More or less. There are two ways the CPU can save power: 1) lower voltage and clockspeed or 2) Shut down the cores that you don't need. In case of the Intel part, it is better at shutting down the cores that it don't need. They simply are completely shut off and consume close to 0 W. In case of AMD, each core still consumes a few watt.
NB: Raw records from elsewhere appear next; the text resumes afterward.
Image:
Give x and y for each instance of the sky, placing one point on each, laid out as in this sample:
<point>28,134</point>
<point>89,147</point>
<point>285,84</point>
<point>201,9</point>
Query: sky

So if you turn Speedstep and power now! off, you can see the effect of the 2nd way to save power. It confirms our suspicion of why the Opteron EE is not able to beat the L5520 when running idle.
JohanAnandtech - Wednesday, July 22, 2009 - link
I'll chop my answers up to keep these comments readable.quote:
"Notice how adding a second L5520 CPU and three DIMMs of DDR3-1066 to our Chenbro server only adds 9W."
Found that one. However, on the previous page you make this statement:
"So adding a Xeon X5570 adds about 58W (248W - 175W - three DIMMs of 5W), while adding an Opteron 2435 2.6GHz adds about 47W (243 - 181 - three DIMMs of 5W)."
This implies to me that just adding the 3 DIMMs should have raised the power 15W. "
No. Because the 9W is measured at idle. It is too small to measure accurately, but DIMMs do not consume 5W per DIMM in idle. Probably more like 1W or so.